About this role
Key Responsibilities 1. Real-Time Infrastructure Monitoring
• Perform 24x7 monitoring of critical facility systems across global data centers, including: • Electrical power systems • Mechanical systems • HVAC and cooling infrastructure • Fire detection and suppression systems • Water systems and supporting infrastructure
• Continuously monitor EPMS, BMS, DCIM, and centralized monitoring platforms. • Detect abnormal operating conditions and alarms. • Acknowledge and investigate alarms promptly. • Track incidents and issues through to closure. • Identify monitoring gaps and recommend improvements to monitoring coverage.
2. Incident Response and Coordination
• Provide first-level incident triage and technical assessment. • Respond to facility alarms and operational events in real time. • Execute escalation procedures according to defined protocols. • Coordinate with internal teams, site personnel, vendors, and regional stakeholders to ensure timely issue resolution. • Support major incident management activities for events such as: • Utility power failures • UPS and generator events • Cooling/HVAC failures • Fire alarm activations • Water leakage events • Security and environmental alerts
• Maintain end-to-end ownership of incidents until resolution.

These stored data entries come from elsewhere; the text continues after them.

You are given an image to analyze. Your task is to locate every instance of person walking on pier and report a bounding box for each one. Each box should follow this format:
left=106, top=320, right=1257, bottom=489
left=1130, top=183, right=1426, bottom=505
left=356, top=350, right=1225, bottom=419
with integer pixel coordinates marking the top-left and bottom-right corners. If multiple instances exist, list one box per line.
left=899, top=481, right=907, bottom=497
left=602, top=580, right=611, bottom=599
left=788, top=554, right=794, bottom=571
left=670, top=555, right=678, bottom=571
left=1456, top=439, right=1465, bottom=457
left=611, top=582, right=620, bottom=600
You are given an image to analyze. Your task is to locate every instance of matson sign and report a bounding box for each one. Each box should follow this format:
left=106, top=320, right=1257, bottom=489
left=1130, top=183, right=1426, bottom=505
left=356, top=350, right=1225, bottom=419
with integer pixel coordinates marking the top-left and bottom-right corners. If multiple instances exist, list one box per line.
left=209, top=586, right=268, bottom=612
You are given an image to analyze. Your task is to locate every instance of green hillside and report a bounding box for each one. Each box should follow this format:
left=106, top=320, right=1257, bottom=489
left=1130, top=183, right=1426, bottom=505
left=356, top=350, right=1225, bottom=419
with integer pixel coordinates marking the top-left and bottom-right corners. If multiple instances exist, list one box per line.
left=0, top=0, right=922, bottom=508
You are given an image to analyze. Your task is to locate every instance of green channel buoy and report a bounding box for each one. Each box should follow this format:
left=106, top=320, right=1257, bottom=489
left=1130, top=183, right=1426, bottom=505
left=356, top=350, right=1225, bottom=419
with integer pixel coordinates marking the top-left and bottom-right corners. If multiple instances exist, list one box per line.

3. Ticket Management and Change Coordination
• Create, update, and manage event tickets within established SLA targets. • Process work orders and monitor completion quality. • Track maintenance activities and change requests. • Support change management processes and ensure operational compliance. • Maintain accurate records of facility maintenance activities and change windows.
4. Compliance and Operational Governance
• Monitor and follow up on preventive maintenance activities and routine operational changes. • Review technical documentation submitted by vendors and service providers, including: • Method of Procedure (MOP) • Risk Assessment (RA) • Standard Operating Procedure (SOP)
• Ensure maintenance activities comply with operational standards and freeze-period requirements. • Support risk management and operational audit activities.
5. Monitoring Platform and Data Administration
• Maintain monitoring platform master data and infrastructure records. • Ensure the accuracy, completeness, and timeliness of asset and alarm information. • Support platform optimization and continuous improvement initiatives. • Maintain facility logs, event records, and operational documentation.
6. Reporting and Data Analysis
• Analyze facility operational data and identify trends or recurring issues. • Prepare operational reports and performance summaries. • Provide recommendations to improve reliability and operational efficiency. • Maintain records required for audit, compliance, and management reporting.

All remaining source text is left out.